One place that we had to hook to make this work was the function and structure that allocated the process identifiers. The function alloc_pidmap gets a PID from a bitmap. The bitmap is just a page of memory treated as an array of bytes. Bit zero of page[0] represents the PID 0, Bit 1 represents PID 1, and so on. If a given bit is set to 1, there exists a structure in memory that is using that process ID. In standard configuration, a page in Linux is 4k bytes. 1024*4*8=32768, which is the largest number that can be held in a 16 bit signed integer. PIDs have traditionally been 16 bit signed integers in Unix, and Linux. We used a couple tricks to help out here. On the Head node, we set all PIDs less than some threshold (we chose 1000) to be 1, indicating to the system that it should not allocate those pids. On compute nodes, we set all PIDs greater than the threshold to be 1. PIDs to be visible across the entire cluster were allocated on the head node. PIDs allocated for local work on the compute node would be guaranteed not to class with PIDs from the head node.

Aside:  recent versions of the Linux kernel have expanded PIDs to be 32bit signed integers.  At first it was tempting to expand the allowable PIDs, statically partition the PID space amongst the compute nodes, and allow local allocation of PIDs.  We origianlly pursued this approach, but rejected it for several reasons.  First, the Linux Kernel set an arbitrary limit of 4*1024*1024 on the number of PIDS.  We wanted to be able to support clusters of 1024.  This means that any node on the cluster had only 4*1024 PIDs to allocate.  Since the vast majority of PIDs were handed out on the head node anyway, we had to do some unbalanced scheme where the head node go something in the neighborhood of 16000 PIDs, leaving a very small pool to be handed out on each the compute nodes.  Additionally, a compute node crash erased all record of the PIDs that had been handed out on that machine.  Replacing a node meant rebuilding the pidmap from the existing process tree, a very error prone and time consuming activity.  Also, many applications still assumed a 16 bit PID, and we did not want to break those applications.

We found that there were several race conditions that hit us if we relied solely on the pidmap structure to control PIDs.
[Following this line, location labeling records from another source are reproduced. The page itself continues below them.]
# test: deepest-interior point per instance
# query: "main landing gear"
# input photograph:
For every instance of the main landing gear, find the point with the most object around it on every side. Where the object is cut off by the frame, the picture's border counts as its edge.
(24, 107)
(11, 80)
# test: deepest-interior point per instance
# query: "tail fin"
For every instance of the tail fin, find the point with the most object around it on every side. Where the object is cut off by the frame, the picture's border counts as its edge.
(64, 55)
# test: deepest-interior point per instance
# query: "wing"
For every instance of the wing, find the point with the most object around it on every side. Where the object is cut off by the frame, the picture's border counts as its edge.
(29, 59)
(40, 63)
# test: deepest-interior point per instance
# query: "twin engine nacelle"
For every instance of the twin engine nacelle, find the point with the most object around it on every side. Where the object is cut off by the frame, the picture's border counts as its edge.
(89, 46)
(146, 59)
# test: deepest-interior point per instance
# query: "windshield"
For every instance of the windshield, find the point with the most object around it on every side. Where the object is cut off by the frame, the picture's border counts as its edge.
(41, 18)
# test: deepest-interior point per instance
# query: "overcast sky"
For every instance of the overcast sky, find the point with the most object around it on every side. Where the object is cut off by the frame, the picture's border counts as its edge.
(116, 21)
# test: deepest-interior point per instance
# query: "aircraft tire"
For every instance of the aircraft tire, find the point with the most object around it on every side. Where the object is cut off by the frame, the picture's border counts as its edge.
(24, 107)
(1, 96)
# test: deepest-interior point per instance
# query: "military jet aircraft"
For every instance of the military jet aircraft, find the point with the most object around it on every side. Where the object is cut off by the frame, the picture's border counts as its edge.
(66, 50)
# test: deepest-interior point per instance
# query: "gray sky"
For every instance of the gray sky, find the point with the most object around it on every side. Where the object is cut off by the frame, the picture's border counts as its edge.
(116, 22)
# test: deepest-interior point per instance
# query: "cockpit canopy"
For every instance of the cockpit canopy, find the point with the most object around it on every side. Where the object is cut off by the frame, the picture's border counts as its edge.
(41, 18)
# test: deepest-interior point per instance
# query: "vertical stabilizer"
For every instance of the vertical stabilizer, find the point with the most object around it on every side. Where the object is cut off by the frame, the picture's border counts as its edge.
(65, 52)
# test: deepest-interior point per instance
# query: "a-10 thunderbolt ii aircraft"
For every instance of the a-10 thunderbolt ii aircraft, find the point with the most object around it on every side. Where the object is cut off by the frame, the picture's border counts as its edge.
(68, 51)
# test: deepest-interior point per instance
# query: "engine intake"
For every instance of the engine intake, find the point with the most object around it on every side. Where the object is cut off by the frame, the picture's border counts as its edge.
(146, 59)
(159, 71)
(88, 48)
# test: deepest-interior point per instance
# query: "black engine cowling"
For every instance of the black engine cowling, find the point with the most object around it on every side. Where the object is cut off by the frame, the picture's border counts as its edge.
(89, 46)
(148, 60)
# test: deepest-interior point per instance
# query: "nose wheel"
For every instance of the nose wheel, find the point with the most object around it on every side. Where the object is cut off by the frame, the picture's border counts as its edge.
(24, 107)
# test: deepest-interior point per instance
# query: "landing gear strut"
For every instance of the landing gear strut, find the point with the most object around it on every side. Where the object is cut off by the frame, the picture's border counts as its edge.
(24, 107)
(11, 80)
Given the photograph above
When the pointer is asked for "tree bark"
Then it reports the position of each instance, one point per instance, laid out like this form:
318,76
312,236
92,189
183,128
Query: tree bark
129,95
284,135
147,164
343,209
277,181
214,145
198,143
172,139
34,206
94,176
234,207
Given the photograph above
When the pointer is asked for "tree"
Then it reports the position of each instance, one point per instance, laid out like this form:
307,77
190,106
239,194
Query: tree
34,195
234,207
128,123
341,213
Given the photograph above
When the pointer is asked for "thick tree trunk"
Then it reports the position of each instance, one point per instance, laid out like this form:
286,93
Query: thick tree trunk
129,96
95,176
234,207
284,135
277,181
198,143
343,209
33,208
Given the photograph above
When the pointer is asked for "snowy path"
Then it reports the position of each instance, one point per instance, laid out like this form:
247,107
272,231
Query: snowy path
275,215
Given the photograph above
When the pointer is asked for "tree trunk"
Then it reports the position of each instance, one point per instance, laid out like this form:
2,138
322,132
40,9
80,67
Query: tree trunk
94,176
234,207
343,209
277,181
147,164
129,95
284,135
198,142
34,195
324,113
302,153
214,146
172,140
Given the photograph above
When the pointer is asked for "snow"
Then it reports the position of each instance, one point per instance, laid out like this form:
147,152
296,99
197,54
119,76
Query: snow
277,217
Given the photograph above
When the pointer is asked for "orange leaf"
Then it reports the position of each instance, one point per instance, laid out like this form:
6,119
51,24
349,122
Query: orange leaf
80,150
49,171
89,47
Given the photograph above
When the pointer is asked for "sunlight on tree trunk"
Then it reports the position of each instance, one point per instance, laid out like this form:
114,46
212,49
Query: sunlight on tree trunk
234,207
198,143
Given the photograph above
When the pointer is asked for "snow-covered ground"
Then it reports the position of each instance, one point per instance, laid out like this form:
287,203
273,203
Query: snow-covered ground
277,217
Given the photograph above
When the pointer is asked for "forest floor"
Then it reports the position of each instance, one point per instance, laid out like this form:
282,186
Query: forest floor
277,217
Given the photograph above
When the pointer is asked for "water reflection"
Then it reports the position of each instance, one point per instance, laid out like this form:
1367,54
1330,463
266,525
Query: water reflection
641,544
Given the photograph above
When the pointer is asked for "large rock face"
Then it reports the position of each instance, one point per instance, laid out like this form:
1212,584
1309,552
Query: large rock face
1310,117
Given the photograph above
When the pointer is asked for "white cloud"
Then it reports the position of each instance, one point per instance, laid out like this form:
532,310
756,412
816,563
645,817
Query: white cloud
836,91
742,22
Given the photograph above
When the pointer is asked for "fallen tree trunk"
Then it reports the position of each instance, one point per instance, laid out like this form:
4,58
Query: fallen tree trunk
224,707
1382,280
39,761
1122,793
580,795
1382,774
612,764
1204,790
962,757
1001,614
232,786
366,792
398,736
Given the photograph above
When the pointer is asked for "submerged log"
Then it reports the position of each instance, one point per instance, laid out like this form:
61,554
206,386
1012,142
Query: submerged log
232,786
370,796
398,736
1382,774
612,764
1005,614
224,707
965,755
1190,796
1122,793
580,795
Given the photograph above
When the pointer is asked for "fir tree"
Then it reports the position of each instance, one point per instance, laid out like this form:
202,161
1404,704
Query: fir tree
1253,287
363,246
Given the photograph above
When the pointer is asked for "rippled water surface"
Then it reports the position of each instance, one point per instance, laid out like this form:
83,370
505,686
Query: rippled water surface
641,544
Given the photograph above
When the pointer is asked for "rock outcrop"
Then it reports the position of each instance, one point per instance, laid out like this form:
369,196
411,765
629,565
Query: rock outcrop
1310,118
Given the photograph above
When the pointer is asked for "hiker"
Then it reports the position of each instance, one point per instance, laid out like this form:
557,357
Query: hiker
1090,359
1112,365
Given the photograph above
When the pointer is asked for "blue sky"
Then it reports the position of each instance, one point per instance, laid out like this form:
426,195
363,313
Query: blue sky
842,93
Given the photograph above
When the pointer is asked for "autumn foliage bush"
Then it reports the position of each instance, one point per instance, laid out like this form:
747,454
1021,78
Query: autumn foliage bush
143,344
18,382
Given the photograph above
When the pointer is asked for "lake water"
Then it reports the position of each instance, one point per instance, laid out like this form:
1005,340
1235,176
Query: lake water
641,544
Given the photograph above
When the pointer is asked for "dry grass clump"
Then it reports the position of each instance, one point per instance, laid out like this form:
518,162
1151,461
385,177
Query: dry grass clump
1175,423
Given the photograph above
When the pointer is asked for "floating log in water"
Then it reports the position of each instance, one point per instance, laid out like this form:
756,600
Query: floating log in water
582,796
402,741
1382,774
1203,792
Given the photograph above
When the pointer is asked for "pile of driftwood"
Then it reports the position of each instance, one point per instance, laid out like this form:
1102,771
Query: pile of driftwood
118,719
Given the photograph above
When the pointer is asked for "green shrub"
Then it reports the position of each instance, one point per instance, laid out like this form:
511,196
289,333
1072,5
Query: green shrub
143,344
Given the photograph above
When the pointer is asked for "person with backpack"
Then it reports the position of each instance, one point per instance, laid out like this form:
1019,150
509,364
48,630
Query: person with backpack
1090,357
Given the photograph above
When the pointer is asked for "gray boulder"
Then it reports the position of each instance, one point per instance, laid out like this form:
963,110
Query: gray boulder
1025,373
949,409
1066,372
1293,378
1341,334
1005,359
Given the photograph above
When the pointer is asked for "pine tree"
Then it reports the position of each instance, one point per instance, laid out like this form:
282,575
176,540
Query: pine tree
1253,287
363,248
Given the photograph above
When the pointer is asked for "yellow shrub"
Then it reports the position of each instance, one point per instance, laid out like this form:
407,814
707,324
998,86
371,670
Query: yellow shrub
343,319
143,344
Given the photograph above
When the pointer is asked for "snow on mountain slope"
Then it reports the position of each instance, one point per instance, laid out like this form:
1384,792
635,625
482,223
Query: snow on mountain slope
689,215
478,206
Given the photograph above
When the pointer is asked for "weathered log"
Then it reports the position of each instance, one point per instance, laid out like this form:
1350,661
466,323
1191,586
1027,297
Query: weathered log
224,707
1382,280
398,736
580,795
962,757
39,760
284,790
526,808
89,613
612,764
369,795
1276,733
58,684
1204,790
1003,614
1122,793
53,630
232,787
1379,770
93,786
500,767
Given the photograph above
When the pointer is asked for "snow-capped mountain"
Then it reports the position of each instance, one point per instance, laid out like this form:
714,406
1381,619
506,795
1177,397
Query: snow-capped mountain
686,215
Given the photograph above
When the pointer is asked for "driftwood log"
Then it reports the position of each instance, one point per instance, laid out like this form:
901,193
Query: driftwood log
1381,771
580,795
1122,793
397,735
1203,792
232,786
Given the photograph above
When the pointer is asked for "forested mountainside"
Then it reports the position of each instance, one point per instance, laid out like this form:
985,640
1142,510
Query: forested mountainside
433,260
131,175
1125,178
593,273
This we ended up hooking  alloc_pidmap, checking for a compute node or head node, and checking that the returned PID was withing the appropriate range.  This type of code pathis frowned up in the mainline Linux kernel, but we found no noticable performance hit in our benchmark applications.

One benefit to this approach was that we could then slowly remove the PID Masquerading code.  We continued to track both the masqueraded and real PIDs, but they were assigned the same value.  Thus we never broke the system as we restructured.